Ukraine Shows Russia On Washington’s ‘To Do’ List For Regime Change and Lenin's Clarification of what Imperialism means

Ukraine Shows Russia On Washington’s ‘To Do’ List For Regime Change

Days before Ukrainian President Viktor Yanukovych was ousted from office he was told it was «game over» by America’s Vice President Joe Biden. According to the British Guardian newspaper, quoting anonymous US officials, Biden admonished the Ukrainian leader in an hour-long phone call that his efforts for finding a negotiated solution to the country’s political crisis was «a day late and a dollar short». That’s hardly the friendly advice of a neutral bystander... The climate of lawlessness and mob rule that has now taken over Kiev has spread to other parts of the country... The prompt arrival this week of US deputy secretary of state Williams Burns in the Ukrainian capital «to discuss with political and business figures» the future direction of the country is further evidence that this coup d’état was a Washington-sponsored event… 

-----
The systematic fact is that capitalism cannot be sustained without imperialist conquest.

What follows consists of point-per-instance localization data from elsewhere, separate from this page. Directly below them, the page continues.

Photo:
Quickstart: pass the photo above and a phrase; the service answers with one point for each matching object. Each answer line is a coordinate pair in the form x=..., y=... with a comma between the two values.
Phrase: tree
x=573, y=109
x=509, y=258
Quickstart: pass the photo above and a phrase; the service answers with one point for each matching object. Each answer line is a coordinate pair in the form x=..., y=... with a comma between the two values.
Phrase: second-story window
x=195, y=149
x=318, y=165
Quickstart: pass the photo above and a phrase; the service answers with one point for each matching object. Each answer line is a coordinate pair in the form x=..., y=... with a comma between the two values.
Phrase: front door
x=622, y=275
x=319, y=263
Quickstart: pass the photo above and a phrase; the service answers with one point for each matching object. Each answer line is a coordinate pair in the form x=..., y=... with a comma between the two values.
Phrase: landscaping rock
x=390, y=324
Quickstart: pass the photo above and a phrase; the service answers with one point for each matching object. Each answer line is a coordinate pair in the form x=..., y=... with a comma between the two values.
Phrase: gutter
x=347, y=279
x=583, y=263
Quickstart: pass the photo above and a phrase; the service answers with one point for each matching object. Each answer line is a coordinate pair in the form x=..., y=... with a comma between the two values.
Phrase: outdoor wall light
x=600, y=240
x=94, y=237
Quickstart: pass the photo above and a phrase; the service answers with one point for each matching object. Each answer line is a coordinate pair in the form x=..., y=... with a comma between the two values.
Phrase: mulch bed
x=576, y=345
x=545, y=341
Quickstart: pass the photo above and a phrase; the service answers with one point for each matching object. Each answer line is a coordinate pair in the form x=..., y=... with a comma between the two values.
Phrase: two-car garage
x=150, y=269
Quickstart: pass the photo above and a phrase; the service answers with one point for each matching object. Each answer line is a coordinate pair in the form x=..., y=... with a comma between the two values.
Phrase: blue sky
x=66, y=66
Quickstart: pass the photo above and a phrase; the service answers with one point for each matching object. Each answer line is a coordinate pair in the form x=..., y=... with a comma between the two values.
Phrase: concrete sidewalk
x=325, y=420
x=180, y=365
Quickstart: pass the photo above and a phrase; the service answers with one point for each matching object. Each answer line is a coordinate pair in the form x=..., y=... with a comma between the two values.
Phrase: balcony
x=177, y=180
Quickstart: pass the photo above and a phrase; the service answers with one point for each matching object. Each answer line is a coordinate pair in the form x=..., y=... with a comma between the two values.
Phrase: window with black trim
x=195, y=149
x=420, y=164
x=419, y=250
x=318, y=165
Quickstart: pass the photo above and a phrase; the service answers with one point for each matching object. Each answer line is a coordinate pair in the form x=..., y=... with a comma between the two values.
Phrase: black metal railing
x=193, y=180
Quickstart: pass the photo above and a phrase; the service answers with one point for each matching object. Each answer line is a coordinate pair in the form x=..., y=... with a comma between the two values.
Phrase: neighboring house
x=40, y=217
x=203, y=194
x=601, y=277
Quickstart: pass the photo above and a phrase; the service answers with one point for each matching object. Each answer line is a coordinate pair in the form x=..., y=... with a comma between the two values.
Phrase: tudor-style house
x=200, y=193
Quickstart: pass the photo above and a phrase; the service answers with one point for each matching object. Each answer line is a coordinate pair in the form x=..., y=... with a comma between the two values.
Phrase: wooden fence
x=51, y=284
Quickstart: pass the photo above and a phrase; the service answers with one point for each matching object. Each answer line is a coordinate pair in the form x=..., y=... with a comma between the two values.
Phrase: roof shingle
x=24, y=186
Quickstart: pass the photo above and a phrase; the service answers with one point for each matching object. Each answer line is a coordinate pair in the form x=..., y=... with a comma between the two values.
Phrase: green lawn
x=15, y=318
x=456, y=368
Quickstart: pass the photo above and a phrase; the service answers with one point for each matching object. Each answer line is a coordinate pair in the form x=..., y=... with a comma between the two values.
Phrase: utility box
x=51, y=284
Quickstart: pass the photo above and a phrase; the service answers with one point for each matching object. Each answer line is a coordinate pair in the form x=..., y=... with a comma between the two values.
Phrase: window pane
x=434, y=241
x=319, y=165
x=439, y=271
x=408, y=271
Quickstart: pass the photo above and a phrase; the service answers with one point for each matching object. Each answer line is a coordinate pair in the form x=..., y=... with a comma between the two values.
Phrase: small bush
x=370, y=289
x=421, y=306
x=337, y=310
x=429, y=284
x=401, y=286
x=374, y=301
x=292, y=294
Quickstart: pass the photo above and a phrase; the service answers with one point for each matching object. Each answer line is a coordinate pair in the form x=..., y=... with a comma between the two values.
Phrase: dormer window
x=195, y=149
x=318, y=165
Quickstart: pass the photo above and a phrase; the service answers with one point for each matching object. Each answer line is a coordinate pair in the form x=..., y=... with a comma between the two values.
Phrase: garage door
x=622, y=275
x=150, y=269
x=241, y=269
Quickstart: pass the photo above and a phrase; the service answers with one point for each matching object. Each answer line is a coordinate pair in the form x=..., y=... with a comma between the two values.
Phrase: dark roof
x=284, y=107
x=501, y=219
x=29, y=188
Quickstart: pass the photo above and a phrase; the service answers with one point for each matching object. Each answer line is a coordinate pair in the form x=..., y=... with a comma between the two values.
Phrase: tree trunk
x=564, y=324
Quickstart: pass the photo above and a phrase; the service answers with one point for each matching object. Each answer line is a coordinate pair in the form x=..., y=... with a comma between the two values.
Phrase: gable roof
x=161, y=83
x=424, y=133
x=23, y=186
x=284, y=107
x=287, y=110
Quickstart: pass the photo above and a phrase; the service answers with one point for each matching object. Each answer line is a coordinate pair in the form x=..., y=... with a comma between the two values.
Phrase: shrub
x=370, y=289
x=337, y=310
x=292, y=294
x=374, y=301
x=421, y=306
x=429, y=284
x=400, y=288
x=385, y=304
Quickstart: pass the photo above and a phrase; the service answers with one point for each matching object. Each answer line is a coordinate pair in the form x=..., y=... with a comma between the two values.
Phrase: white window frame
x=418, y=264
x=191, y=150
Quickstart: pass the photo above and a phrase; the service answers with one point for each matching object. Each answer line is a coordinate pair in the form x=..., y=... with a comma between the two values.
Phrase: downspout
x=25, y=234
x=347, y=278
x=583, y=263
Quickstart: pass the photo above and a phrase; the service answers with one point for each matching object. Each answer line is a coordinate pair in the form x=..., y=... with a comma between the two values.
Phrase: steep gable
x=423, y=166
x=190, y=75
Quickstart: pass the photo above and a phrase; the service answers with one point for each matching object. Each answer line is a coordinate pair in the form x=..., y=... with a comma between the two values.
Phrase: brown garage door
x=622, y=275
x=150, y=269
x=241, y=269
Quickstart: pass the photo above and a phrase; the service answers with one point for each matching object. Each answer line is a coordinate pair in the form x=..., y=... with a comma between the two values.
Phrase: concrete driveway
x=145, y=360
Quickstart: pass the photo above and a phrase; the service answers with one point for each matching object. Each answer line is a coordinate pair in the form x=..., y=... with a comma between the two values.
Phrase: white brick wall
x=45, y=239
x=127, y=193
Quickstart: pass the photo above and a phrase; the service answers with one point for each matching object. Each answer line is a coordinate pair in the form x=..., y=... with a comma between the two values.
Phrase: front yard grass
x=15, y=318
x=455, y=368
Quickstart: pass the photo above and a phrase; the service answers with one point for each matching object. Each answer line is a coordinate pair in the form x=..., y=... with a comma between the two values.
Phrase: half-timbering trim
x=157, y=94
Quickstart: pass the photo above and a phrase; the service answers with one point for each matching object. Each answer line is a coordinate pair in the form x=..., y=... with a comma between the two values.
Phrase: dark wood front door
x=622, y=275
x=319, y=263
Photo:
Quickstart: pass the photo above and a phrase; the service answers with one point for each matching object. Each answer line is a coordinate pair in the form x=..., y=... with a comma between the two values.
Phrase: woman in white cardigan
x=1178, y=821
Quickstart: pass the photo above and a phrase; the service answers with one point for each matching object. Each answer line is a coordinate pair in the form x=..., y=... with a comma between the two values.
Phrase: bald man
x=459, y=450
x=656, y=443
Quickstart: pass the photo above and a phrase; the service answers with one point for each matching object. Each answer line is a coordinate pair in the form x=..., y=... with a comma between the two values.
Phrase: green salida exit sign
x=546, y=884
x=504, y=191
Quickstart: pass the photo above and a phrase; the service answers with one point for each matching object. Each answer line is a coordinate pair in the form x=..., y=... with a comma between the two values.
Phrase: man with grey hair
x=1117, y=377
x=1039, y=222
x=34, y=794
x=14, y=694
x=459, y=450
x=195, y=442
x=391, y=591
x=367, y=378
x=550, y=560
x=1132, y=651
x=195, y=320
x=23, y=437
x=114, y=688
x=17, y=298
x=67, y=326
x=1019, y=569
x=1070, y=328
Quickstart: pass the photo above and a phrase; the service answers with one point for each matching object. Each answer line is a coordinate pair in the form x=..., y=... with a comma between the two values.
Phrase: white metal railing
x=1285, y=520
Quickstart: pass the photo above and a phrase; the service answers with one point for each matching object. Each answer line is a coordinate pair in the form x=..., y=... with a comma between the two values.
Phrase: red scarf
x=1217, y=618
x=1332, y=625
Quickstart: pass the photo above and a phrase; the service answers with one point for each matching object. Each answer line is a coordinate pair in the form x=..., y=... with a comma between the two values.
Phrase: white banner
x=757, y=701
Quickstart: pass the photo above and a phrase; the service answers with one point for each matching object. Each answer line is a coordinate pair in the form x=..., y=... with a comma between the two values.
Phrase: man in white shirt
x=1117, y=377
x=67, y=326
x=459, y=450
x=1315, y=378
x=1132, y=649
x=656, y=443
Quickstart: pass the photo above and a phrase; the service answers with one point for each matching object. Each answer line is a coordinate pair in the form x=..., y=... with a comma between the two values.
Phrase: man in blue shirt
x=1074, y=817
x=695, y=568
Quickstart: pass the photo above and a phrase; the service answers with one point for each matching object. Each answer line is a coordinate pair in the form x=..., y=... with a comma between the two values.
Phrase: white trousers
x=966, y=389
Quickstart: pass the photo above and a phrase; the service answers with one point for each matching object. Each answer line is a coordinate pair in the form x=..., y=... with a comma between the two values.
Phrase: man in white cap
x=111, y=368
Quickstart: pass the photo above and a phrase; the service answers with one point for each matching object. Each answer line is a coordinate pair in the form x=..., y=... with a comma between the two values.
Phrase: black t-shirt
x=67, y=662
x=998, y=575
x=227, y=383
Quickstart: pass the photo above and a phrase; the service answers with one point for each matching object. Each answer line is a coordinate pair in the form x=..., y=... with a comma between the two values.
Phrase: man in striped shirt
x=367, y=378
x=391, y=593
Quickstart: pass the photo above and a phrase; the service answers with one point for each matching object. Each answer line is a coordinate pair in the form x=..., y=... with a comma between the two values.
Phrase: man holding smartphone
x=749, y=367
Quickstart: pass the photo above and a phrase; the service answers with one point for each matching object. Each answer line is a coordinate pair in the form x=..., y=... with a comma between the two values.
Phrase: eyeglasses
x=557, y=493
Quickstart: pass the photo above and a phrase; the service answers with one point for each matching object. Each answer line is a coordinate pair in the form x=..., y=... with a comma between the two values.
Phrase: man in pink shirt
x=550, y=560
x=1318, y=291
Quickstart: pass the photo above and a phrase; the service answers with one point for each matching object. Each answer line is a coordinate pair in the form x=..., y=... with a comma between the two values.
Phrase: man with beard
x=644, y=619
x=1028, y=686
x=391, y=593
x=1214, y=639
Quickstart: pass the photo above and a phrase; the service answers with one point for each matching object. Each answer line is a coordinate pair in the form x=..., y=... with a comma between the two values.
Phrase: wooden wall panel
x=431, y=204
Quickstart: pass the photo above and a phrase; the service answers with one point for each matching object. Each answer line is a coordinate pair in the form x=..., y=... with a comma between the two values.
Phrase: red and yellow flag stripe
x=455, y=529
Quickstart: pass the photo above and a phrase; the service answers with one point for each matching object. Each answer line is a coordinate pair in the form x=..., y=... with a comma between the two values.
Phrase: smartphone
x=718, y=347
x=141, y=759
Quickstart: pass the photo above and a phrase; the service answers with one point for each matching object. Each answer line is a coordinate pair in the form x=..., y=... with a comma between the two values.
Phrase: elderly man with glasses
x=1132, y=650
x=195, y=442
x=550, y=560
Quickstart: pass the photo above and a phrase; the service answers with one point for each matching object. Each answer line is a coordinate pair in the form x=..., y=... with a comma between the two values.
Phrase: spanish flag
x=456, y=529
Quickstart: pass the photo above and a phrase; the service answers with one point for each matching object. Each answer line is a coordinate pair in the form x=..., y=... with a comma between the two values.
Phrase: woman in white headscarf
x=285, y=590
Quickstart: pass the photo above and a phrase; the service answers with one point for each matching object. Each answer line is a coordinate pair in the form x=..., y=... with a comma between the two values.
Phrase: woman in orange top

This is especially true in times of capitalist crisis, and the current juncture is probably posing the greatest historical crisis to the viability of US-led capitalism. Imperialism, with its proclivity for foreign interference, subversion and warmongering, is therefore currently at its highest point of need and manifestation for relieving the US-led stagnant economic order. That is what makes the present global situation disturbingly dangerous. 
This structural connection between capitalism and imperialism was made cogently over a century ago by the Russian Bolshevik leader Vladimir Lenin in his study Imperialism: the Highest Stage of Capitalism. Lenin’s insights into the systematic economic and political causes of the First World War have stood the test of time, albeit censored from mainstream Western consciousness. Those insights on how capitalist crisis furnishes imperialist predation can be applied with equal cogency in explaining the origins of the Second World War and many other subsequent international conflicts, including the current rash of US-backed regime-change operations on different continents. 
Lenin’s analysis accounts for why Washington has stepped up its addiction for regime change around the globe over the past decade since when the US-led capitalist order has become locked into a seemingly inextricable depression. As in previous times, war and imperialism are the only way for the system to alleviate its own destructive tendency for impasse. Little wonder, ironically, that one of the first acts of the Western-sponsored protesters in Kiev at the end of last year was to smash up statues commemorating VI Lenin. 
What is taking place in Ukraine is consonant with the bigger historic dynamic that the US and its Western proxies have stepped up their drive for imperialism – everywhere. 
Ultimately, the targets for Western capitalist designs are the two major perceived geopolitical rivals of Russia and China. Both these countries represent a block on unfettered Western expansionism in Eurasia and the Pacific. 
In that regard, ominously, Ukraine may be seen as merely a beachhead for Western regime-change plans in Russia itself. With the rise of Russian President Vladimir Putin as a global leader standing in the way of all-out Western naked aggression that «obstruction» has elevated Russia as a priority objective for Washington. This is fully consistent with renewed threats of militarism from the US towards Russia (and China) in the form of ballistic missile deployments along borders, nuclear weapons expansion (euphemistically called «upgrade») and the veiled doctrine of «first strike» capability. 
Ukraine illustrates a chilling denouement of a political tendency that has been evolving in American imperialism over the past decade. To Wesley Clark’s infamous list of covert American regime change operations, the unspoken ultimate prize is becoming increasingly evident – Moscow.
In truth, however, it is not simply a case of the post-1945 American Cold War against Russia being resumed. The US-led global capitalist war on Russia goes back to the October Revolution of 1917. The onslaught on Soviet Russia by Nazi Germany was a Western covert plan to subjugate a vast territory that had become out of Western capitalism’s control. (The subject of a subsequent column.)
The neo-Nazi paramilitaries unleashed by the West to destabilize the Ukraine, and Russia, presently, resonate with an old, systematic agenda of Western imperialist regime change towards the East and elsewhere. There is nothing anomalous about the historical association of the Western capitalist ruling class and present-day fascist thuggery.